La famine entendue comme manque de nourriture pour alimenter le corps est au cœur de l’extrait de texte du livre des Rois. C’est un fléau qui actuellement, touche un grand nombre de personnes à travers le monde, voire près de nous. Toutefois, la famine frappe certaines régions spécifiques du monde et aggrave le faussé Nord-Sud. C’est dans un tel contexte de famine généralisé qu’un homme offre à Élisée la quantité de pain suffisante pour une vingtaine de personnes, du moins en situation de disette. Cela peut laisser penser que celui-ci est dans l’abondance. L’homme de Dieu, Élisée, accueille le don (20 pains), mais se fait solidaire de la situation des autres, il se laisse toucher au plus profond de ses entrailles par la faim qui accable ses proches et ordonne à son serviteur de donner ces pains aux cent personnes présentent. Le serviteur ne demande pas à Élisée « Pourquoi » donner ces pains aux affamés, mais « Comment » ? Manifestement, l’ordre d’Élisée semble illogique : diviser 20 pains pour 100 personnes, un pain pour 5 personnes. En effet, le Seigneur à travers cet extrait du livre des Rois veut convertir nos regards et nos manières de penser qui sont habituellement très rationnelles. Il nous invite à faire confiance face aux choses de la foi, lorsqu’elles peuvent sembler illogiques. Le Seigneur nous interpelle ainsi pour que nous laissions sa grâce agir au cœur de nos vies. Plusieurs hommes et femmes de notre époque ont posé de tels gestes comme l’Ab. Bruno Veret qui a fondé la « Bouchée généreuse » ou Mme Colette Samson, fondatrice de la « Maison revivre », etc. Au départ de ces fondations, ils ne se sont pas demandés « Comment » ils allaient faire avec le peu de moyens qu’ils possédaient, mais ils ont fait confiance et le Seigneur a pourvu. Il continue à pourvoir, ainsi tant d’hommes et de femmes, à travers ces œuvres, peuvent encore être apaisée de leur famine quel qu’en soit la forme.

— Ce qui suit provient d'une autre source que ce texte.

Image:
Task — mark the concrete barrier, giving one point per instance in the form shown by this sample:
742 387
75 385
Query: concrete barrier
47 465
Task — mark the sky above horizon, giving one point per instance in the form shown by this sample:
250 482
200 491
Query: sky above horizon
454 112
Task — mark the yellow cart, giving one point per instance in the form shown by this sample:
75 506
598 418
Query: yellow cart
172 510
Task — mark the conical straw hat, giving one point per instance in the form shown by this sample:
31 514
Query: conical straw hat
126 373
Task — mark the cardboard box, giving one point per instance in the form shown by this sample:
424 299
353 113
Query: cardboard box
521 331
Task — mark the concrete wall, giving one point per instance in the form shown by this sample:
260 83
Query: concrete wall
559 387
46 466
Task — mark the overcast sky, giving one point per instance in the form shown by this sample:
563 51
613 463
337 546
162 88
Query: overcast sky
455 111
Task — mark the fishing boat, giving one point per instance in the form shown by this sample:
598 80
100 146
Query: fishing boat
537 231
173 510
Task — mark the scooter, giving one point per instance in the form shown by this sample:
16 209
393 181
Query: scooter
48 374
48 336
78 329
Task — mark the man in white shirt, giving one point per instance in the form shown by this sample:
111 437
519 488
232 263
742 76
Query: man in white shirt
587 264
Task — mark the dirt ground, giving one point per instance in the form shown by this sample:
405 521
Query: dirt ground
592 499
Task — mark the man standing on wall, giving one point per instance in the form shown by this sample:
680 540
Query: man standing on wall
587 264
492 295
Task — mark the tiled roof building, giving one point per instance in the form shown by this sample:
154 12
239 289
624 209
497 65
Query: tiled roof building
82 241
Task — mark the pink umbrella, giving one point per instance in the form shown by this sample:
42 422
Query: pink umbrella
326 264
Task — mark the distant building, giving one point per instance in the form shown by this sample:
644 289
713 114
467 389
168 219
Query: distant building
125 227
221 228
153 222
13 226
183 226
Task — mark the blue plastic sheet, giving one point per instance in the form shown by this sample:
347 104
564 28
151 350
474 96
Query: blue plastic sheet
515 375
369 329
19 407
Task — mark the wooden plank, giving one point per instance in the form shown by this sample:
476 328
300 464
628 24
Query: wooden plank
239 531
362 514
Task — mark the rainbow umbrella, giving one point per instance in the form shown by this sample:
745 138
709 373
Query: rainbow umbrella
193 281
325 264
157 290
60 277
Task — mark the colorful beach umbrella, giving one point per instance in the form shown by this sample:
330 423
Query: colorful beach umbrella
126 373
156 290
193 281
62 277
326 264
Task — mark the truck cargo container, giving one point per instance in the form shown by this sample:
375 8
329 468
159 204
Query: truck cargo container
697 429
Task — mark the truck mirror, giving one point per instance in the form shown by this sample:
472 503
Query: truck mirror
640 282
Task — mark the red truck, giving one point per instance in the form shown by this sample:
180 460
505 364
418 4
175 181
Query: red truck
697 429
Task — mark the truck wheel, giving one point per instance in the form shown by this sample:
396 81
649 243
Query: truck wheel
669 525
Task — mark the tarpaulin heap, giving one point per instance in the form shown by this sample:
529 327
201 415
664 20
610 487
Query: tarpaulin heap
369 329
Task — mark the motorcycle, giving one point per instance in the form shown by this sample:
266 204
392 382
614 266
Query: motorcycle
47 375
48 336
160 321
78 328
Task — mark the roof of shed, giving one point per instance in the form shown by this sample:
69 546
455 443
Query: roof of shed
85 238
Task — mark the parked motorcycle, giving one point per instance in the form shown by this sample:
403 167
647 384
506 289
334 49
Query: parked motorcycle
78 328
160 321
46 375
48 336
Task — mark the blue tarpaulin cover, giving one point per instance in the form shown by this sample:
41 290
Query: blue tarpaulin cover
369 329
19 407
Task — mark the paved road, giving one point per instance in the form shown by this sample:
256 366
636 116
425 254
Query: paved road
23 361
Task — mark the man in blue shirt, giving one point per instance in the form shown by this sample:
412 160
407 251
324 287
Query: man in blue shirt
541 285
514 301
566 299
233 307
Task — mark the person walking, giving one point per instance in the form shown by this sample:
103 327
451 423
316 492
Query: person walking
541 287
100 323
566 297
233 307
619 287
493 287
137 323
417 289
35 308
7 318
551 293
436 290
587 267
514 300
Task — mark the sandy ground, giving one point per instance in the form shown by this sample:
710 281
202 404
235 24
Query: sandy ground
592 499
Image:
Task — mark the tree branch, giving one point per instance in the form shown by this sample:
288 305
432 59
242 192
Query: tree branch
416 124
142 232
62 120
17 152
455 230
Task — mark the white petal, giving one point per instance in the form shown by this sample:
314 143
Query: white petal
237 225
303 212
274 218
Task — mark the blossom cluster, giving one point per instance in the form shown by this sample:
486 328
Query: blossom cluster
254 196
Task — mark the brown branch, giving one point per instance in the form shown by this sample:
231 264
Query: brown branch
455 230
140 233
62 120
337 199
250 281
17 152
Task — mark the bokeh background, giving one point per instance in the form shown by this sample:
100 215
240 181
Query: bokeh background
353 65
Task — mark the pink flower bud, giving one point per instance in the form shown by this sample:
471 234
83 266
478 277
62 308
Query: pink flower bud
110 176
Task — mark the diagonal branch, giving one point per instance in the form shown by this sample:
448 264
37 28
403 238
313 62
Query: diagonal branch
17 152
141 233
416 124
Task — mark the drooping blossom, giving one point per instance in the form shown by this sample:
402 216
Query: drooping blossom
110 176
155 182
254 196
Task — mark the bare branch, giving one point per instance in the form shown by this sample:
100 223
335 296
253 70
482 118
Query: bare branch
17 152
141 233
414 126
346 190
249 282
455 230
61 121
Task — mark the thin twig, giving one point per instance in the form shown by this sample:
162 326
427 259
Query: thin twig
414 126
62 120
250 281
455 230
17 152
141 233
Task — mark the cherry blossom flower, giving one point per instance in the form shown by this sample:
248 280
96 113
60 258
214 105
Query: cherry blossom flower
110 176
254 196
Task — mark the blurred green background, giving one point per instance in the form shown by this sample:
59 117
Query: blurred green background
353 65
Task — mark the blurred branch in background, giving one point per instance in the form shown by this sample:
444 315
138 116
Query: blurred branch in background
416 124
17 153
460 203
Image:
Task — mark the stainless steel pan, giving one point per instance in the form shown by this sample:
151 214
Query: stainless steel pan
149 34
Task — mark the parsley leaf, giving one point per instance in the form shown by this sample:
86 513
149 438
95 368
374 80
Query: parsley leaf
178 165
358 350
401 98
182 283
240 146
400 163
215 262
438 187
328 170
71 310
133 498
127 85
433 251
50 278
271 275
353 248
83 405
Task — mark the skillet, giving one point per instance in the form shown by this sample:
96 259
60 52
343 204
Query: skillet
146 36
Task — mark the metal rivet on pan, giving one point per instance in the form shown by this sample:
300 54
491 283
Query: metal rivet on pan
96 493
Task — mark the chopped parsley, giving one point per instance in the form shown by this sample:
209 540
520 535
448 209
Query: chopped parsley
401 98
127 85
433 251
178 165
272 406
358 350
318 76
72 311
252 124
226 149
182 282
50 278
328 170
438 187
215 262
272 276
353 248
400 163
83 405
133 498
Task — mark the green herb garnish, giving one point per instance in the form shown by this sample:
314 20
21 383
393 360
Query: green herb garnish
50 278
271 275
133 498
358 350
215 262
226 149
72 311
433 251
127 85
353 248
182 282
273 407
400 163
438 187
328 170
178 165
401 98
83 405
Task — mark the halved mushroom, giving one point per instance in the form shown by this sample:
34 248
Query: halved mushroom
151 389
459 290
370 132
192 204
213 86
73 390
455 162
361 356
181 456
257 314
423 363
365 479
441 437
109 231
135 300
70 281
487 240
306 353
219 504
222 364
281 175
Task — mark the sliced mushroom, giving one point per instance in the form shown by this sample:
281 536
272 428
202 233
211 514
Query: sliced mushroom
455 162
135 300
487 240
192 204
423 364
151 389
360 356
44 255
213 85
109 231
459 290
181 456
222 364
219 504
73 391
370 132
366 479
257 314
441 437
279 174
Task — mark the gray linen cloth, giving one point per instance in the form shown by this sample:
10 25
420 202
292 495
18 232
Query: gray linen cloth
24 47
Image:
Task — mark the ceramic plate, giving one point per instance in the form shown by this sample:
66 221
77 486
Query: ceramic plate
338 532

Dans l’Évangile du jour, on fait face à une autre forme de famine, celle des signes. La foule suit Jésus parce qu’elle a vu de nombreux signes qu’il a accomplis et en redemande. Par ailleurs, cette foule a besoin de nourriture pour refaire ses forces physiques et le Christ demande à ses Apôtres de les nourrir. Mais, il fait face à Philippe, qui d’après le texte, semble pragmatique, économiste ou financier comme on dirait aujourd’hui : « Le salaire de 200 jours ne suffirait pas pour que chacun reçoive un peu de pain. » De plus, pour nourrir cette foule, ce n’est pas une personne aisée qui fait le don du nécessaire, mais un jeune garçon qui, probablement, offre son repas de la journée. Pourquoi ? Croit-il Jésus capable de faire un signe plus grand que ceux qu’il a déjà vus ? Tandis que André se questionne (« Qu’est-ce que cela pour tant de monde ! »), le jeune garçon se contente d’offrir ce qu’il possède pour la cause, sans questionner, dans la simplicité du cœur. Ensuite, Jésus pose un acte : Action de grâces. Même pour si peu de pain (5 pour 5000 personnes), il rend grâce. Voilà comment il s’adresse au Père pour ce don de 5 pains, mais aussi pour l’autre signe qu’il va poser. Ainsi, le Seigneur nous enseigne une attitude importante dans notre manière de nous adresser à Dieu : l’Action de grâces précède toute prière de demande. Par ailleurs, des milliers de personnes sont nourries, il y a beaucoup de restes, mais le Seigneur ordonne de ne pas gaspiller : « Rassemblez les morceaux en superflus ». N’est-ce pas une interpellation à chacun de nous dans un contexte actuel de gaspillage ? Plusieurs organismes et communautés religieuses[1] mettent en application cette invitation du Christ en rassemblant les restes afin de subvenir aux besoins de pauvres. Finalement, la foule veut s’accaparer de Jésus, non pas parce qu’elle est rassasiée de pain, mais de signes.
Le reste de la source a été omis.